Two days later, a little before dawn, Giulio entered the town of Castro. Five soldiers, also disguised, accompanied him. Two came separately and pretended not to know him or the other three. While approaching the town, Giulio had observed the Convent of the Visitation, a huge fortress-like structure rising above dark surrounding walls. He headed straight for the sumptuous church. The nuns, who were all from noble and mostly rich families and were full of pride and self-esteem, competed with each other to enrich the church, the only part of the convent open to the public. The custom was for one of these ladies, appointed abbess by the pope from a list of three names presented by the cardinal, protector of the Order of the Visitation, to make a very large donation in order to preserve her name for posterity. If her offering was smaller than that of the previous abbess, she and her family would be held in disregard.
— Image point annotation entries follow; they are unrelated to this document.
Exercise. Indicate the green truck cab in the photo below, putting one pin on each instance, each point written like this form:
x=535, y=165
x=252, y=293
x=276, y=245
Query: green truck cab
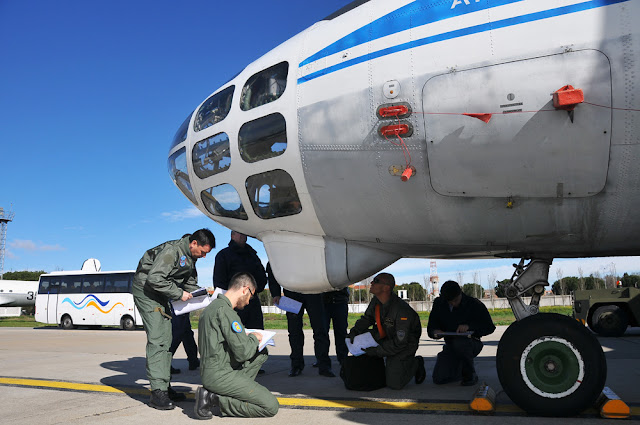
x=607, y=312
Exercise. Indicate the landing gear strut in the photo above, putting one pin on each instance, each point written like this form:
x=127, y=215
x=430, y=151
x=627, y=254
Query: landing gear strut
x=548, y=364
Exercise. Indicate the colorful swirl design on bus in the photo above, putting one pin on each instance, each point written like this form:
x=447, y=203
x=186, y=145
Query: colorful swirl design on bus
x=91, y=302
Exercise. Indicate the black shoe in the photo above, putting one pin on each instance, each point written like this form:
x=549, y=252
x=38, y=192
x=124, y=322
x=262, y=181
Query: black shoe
x=421, y=373
x=471, y=381
x=160, y=400
x=202, y=408
x=295, y=371
x=327, y=372
x=176, y=396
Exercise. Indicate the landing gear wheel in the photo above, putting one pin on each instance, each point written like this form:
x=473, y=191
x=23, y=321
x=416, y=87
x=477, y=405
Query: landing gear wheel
x=66, y=322
x=609, y=320
x=550, y=365
x=128, y=324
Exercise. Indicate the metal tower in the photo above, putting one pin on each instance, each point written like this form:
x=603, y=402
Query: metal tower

Astonished, Giulio made his way along the nave of the magnificent building, with its gilding and its marble statues. He had little thought for either. He felt as if Elena were watching him. The high altar was said to have cost more than eight hundred thousand scudi, but blind to its splendour he fixed his eyes on a golden grille nearly forty feet high and divided in three by two marble columns. Menacing in its size, the grille rose behind the high altar, separating the nun’s choir from the church.
Behind this grille nuns and boarders sat during the services. There they could come and pray at any time of day. It was on this well-known fact that Giulio had placed his hopes.
A huge black curtain covered the inside of the grille but did not conceal the boarders’ view of the public. Through the curtain Giulio could clearly see the windows which lit up the choir and he could make out even the smallest detail. Each bar of the magnificent grille bore a sharp spike turned towards the congregation.